Sanford também assume que a proporção de mutações prejudiciais é uma constante, mas isso é falso. Imaginemos um o organismo com os melhores genes possíveis para todos os atributos. Adão, para os criacionistas; a criação perfeita (antes de perder a costela). Neste qualquer mutação será prejudicial. Mas conforme os descendentes vão acumulando imperfeições vai aumentando a probabilidade de uma mutação aleatória melhorar algo, quanto mais não seja por reverter um gene mutante ao gene original.

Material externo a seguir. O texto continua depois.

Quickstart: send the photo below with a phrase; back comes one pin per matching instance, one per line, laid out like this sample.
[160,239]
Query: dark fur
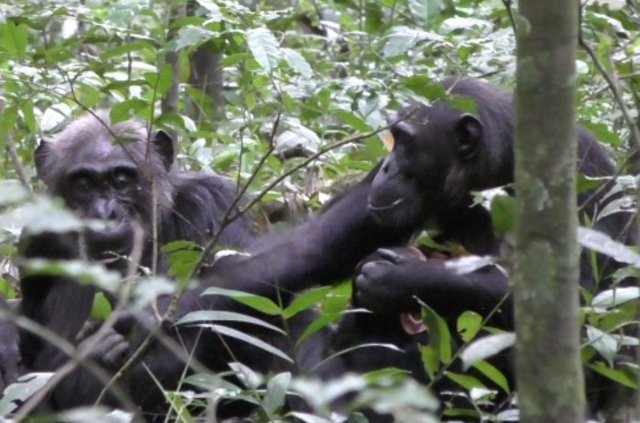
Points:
[439,157]
[190,206]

Na realidade não há uma degradação constante mas um equilíbrio dinâmico. Mutações aleatórias introduzem um grande numero de imperfeições e algumas melhorias ocasionais. A selecção natural elimina defeitos graves rapidamente faz com que as melhorias se propaguem lentamente pela população. Alterações que têm um impacto pequeno demais simplesmente se acumulam ou desaparecem ao acaso (a evolução neutra proposta por Kimura e outros). E é verdade que a distribuição de genes pela população está em constante evolução. Não há nenhum processo natural que fixe para sempre o genoma de uma população. Mas é só o criacionismo que exige que o Homem seja o produto final duma criação perfeita. Para a teoria da evolução somos apenas um passo num deambular sem fim.

O que podemos esperar deste equilíbrio dinâmico é uma grande diversidade de características e indivíduos. Uns serão mais fortes, outros mais rápidos, outros mais atraentes, e assim por diante. Todos terão alguns defeitos, e alguns terão muitos defeitos. Exactamente o que observamos em qualquer população.

Nos próximos posts vou elaborar melhor alguns pontos que o Jónatas Machado sugeriu e que são discutidos neste livro. Mas como apreciação geral posso dizer que este livro sofre dos mesmos problemas que todos os argumentos criacionistas que conheço: uma má compreensão da teoria da evolução, e uma análise incompleta e tendenciosa dos factos.»